Supreme Court upholds sentence in bribery case

The Supreme Court has confirmed an earlier 20-month suspended prison sentence for Pavel Šrytr for attempting to bribe Social Democrat MP and Olympic medallist Pavel Ploc two years ago. The MP was offered the bribe as enticement for switching Parliamentary parties shortly after the 2006 election ended in deadlock. Lower instance courts in east Bohemia ruled on the sentence in 2007. The Supreme Court rejected Mr Šrytr's appeal last year, but the announcement was only just released. In the past Pavel Šrytr, a former bodyguard, admitted meeting with MP Ploc but denied any wrongdoing.

New documents on Mašíns found

The head of the Institute for the Study of Totalitarian Regimes, Pavel Žáček, has revealed the finding of new documents pertaining to the Mašín brothers - members of an anti-communist resistance group who shot their way out of Communist Czechoslovakia. The documents reportedly date to the interrogation of family member Ctibor Novák, later executed by the regime. The documents suggest that under questioning Mr Novák admitted that the Mašíns had planned to abduct Communist Defence Minister Alexej Čepicka as well to conduct acts of sabotage. It is plausible the statements were made under the threat of violence by the secret police. Not long ago the Mašíns, along with resistance group member Milan Paumer, were recognised by Prime Minister Mirek Topolánek for their willingness to fight against the Communist regime in the 1950s.

Film by Estonian director to receive top prize at Febiofest

“Magnus” by Estonian director Kadri Koussar has been chosen as top film at the Czech Republic’s Febiofest film festival. The director is to be awarded the prize – which includes a cheque for 5,000 euros (the equivalent of about 7,800 US dollars) - on the festival’s closing night. The prize will be awarded by Czech-British architect and jury head Jan Kaplický. “Magnus” is said to tell the story of a teen who, having overcome serious illness in childhood, is unable to give up an obsession with suicide, leading a family member to try and intervene.

NHL action: Jágr’s Rangers secure Stanley Cup playoff spot

In the NHL on Thursday Jaromír Jágr’s New York Rangers defeated local rivals the New York Islanders 3-0 to secure a spot in this year’s Stanley Cup playoffs. Jágr – the Ranger’s captain – scored twice in the 1st period, while compatriot Martin Straka added a third. The Rangers have one game left to play in the regular season, against the New Jersey Devils. A win would push the Rangers into the 4th spot in the Eastern Conference – giving them home ice advantage in the playoffs.

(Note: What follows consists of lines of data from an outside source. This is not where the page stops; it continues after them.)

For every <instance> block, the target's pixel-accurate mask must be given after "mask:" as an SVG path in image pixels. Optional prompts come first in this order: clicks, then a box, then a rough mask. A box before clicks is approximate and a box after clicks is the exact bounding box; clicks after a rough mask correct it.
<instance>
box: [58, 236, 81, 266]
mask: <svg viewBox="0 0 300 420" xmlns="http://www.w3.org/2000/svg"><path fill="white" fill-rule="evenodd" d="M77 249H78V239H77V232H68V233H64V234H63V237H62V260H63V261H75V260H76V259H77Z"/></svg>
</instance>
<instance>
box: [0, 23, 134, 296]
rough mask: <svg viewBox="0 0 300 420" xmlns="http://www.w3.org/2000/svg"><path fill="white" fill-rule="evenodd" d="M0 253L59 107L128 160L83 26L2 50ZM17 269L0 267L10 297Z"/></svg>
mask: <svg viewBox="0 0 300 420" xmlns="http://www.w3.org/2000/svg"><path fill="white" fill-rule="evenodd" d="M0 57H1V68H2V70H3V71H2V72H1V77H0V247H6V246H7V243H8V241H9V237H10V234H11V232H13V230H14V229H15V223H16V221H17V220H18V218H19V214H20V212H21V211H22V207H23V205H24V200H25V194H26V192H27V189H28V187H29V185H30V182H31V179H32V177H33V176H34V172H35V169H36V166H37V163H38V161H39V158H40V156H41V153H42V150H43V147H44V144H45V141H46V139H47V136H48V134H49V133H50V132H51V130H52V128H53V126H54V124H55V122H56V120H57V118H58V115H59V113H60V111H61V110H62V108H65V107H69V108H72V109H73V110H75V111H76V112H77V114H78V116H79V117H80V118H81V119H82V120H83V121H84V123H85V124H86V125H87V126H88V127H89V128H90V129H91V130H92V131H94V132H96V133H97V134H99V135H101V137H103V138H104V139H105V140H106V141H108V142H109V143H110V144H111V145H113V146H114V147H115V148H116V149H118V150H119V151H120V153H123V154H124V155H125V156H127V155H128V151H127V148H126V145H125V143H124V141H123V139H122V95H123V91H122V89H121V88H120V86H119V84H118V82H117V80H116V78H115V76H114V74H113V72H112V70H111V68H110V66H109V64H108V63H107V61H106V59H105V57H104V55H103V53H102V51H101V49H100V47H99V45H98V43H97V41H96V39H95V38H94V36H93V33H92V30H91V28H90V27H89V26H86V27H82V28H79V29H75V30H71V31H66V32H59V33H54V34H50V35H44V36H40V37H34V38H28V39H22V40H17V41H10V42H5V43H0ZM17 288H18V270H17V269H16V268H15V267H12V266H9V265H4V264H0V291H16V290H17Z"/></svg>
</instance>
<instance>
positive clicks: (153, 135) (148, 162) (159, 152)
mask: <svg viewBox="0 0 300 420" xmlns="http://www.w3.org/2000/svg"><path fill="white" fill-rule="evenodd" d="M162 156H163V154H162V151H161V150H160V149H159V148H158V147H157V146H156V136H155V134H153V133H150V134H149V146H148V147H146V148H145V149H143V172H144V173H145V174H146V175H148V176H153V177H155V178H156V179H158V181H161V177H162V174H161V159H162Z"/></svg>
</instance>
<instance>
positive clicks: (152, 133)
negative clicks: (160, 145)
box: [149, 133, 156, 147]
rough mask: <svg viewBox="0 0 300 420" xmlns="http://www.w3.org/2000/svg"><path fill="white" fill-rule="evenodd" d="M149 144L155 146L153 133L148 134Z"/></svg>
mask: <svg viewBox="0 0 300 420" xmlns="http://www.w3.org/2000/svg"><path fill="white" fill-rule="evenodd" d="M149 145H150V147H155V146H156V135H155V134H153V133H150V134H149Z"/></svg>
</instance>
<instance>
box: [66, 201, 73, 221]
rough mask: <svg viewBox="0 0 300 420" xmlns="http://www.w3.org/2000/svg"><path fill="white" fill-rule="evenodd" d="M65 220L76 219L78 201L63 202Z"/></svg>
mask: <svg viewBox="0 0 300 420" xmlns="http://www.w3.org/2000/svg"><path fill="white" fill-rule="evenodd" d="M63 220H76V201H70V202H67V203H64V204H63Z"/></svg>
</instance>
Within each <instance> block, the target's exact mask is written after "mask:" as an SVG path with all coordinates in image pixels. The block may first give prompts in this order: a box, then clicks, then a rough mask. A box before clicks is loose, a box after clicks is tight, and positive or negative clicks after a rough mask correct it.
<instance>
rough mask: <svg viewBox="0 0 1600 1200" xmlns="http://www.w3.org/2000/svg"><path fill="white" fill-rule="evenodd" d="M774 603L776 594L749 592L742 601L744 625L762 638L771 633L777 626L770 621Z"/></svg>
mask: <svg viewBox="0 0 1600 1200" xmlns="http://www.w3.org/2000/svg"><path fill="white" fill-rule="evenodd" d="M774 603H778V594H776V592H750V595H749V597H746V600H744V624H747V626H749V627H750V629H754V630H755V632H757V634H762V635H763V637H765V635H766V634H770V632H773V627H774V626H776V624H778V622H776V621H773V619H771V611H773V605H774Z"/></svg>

In other action on Thursday, the Nashville Predators secured the final spot in the Western Conference by downing St Louis 3-2. Jan Hlaváč assisted on all three goals, seeing him named 1st star.


Partly cloudy skies are expected into the weekend. Daytime temperatures should reach highs of around 10 degrees Celsius. Sunday is to see an increasing chance of rain.